НА ВСЯКОГО МУДРЕЦА ДОВОЛЬНО ПРОСТОТЫ
Популярный телевизионный проект 2007—2008 гг. «Великие украинцы», если вспомним, дал достаточно неожиданный результат: самым выдающимся украинцем был признан древнерусский князь Ярослав Мудрый. Не является тайной, что даже организаторы ожидали более привычного выбора — например очередного признания гения Тараса Шевченко. Впрочем, «великий Кобзарь» оказался только на четвертом месте, уступив в рейтинге симпатий соотечественников древнему князю из рода Рюриковичей, врачу Николаю Амосову и проводнику ОУН Степану Бандере. Конечно, результаты смс-голосания не являются репрезентативной выборкой общественного мнения, а скандалы по поводу «проплаченных» сотен тысяч смс-сообщений подвергают сомнениям любые полученные результаты, однако в данном случае это — окольные пути. Возникает один полностью банальный вопрос: насколько легитимно Ярослав Мудрый оказался в числе украинцев? Этот вопрос может очень по-разному восприниматься в среде историков, политиков или же рядовых граждан — не обремененных текущей «политической целесообразностью» или слишком подробными сведениями о жизни князя.

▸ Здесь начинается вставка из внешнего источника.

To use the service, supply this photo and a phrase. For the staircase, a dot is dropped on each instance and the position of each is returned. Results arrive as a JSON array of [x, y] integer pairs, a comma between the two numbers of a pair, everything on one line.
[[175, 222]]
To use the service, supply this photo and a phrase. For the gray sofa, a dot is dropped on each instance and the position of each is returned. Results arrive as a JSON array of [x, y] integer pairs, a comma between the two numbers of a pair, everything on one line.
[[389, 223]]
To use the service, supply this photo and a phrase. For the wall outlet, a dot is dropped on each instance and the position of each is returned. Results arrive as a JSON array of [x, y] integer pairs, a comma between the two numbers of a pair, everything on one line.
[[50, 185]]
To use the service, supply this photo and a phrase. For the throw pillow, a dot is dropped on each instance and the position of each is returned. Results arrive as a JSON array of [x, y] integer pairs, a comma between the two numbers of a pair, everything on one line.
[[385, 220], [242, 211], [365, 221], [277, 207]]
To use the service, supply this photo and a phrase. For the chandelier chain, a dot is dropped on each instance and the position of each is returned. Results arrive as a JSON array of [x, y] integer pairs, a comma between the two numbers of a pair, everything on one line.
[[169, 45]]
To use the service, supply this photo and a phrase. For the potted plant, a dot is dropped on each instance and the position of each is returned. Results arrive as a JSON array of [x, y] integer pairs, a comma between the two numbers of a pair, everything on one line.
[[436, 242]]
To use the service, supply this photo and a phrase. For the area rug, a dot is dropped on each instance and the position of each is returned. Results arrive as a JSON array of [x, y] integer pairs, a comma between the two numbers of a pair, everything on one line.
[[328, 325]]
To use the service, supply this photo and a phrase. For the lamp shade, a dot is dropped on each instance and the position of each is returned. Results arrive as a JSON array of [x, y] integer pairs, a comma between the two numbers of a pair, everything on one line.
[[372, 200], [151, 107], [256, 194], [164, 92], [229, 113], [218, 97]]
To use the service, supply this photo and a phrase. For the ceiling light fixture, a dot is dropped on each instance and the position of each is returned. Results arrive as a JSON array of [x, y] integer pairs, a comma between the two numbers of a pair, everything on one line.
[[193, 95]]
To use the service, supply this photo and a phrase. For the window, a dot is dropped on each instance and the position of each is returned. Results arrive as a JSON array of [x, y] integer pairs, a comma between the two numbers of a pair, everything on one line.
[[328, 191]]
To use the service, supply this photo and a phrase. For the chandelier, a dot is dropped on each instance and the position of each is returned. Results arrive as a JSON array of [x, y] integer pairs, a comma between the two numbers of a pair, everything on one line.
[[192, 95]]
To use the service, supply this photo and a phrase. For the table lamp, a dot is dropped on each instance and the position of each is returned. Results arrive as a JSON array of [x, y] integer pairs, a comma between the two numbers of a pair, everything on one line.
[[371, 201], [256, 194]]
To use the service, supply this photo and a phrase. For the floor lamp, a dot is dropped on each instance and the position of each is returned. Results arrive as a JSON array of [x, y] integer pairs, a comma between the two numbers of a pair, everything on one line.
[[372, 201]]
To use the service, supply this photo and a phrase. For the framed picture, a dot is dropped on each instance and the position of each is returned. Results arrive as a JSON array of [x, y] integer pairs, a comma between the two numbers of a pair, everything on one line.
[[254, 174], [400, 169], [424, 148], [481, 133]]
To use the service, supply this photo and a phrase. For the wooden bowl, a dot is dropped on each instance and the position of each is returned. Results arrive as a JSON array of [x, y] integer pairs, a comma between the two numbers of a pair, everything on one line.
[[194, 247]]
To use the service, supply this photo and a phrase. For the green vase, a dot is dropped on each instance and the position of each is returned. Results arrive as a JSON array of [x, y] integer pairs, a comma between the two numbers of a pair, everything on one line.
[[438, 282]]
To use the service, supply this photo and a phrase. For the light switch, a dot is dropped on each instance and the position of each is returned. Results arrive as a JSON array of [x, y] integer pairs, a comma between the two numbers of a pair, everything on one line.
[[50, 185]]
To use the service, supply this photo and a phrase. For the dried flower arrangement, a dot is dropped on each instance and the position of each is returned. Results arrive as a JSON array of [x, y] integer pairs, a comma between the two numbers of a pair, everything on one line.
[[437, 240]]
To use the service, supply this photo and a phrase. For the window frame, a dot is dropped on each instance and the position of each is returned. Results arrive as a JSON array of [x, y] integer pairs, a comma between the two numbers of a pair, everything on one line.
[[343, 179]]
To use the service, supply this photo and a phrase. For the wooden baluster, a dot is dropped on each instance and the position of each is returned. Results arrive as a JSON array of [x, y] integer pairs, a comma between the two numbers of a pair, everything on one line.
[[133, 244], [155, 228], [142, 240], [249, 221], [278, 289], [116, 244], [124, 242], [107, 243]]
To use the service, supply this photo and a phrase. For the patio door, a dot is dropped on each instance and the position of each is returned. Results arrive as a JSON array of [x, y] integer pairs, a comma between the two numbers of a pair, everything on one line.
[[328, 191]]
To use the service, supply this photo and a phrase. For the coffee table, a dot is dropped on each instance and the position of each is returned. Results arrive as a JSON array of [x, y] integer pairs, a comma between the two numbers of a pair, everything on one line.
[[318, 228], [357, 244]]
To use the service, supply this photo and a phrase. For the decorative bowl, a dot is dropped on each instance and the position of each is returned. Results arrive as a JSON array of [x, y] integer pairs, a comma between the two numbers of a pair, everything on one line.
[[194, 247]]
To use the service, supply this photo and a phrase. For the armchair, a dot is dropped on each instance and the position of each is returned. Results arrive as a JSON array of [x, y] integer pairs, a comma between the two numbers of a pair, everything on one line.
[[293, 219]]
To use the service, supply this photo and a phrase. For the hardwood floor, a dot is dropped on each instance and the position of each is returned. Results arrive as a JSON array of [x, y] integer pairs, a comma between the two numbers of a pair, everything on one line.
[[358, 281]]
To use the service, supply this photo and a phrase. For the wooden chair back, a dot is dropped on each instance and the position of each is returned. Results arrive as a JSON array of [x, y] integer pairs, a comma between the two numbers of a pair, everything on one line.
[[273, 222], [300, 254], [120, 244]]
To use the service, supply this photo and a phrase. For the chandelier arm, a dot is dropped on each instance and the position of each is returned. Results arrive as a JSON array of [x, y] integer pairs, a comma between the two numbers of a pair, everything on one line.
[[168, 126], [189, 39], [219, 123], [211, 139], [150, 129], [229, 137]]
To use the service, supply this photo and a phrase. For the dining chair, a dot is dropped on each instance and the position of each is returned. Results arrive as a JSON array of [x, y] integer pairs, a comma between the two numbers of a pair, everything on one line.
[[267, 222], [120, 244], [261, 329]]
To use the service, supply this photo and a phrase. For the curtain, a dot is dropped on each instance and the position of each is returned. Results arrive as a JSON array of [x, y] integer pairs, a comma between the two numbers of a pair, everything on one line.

Сценарий проекта «Великие украинцы» предусматривал, что у каждой фигуры, попавшей в десятку наиболее популярных, будет «адвокат», который будет пытаться переманить симпатии телезрителей на сторону своего героя. Популяризатором Ярослава Мудрого выступил историк, бывший вице-премьер по гуманитарным вопросам и известный деятель Партии регионов Дмитрий Табачник. Именно он, по мнению «адвоката» Степана Бандеры Вахтанга Кипиани, инициировал «проплаченное» голосование за Ярослава вопреки искренним народным симпатиям к Степану Бандере. Но для нас не суть важно, отвечают ли эти обвинения реальности, — это забота организаторов телевизионного шоу. Важнее то, что Дмитрий Табачник является известным пропагандистом славных страниц «общей истории» Украины и России. Поэтому его активная симпатия к древнерусскому князю может выглядеть не только данью политической борьбе со сторонниками дела Бандеры, а следствием того, что Ярослав Мудрый является глашатаем именно этой желаемой «общей истории», ведь при его жизнь не было и мысли о таких понятиях, как «Украина» и «Россия», а была лишь одна-единая Русь. Вероятно, с точки зрения господина Табачника общенациональная победа сына Владимира-крестителя может быть непреодолимым аргументом в интересах верности украинского народа идее «общей истории». Впрочем, никто из нас не знает последствий собственных действий...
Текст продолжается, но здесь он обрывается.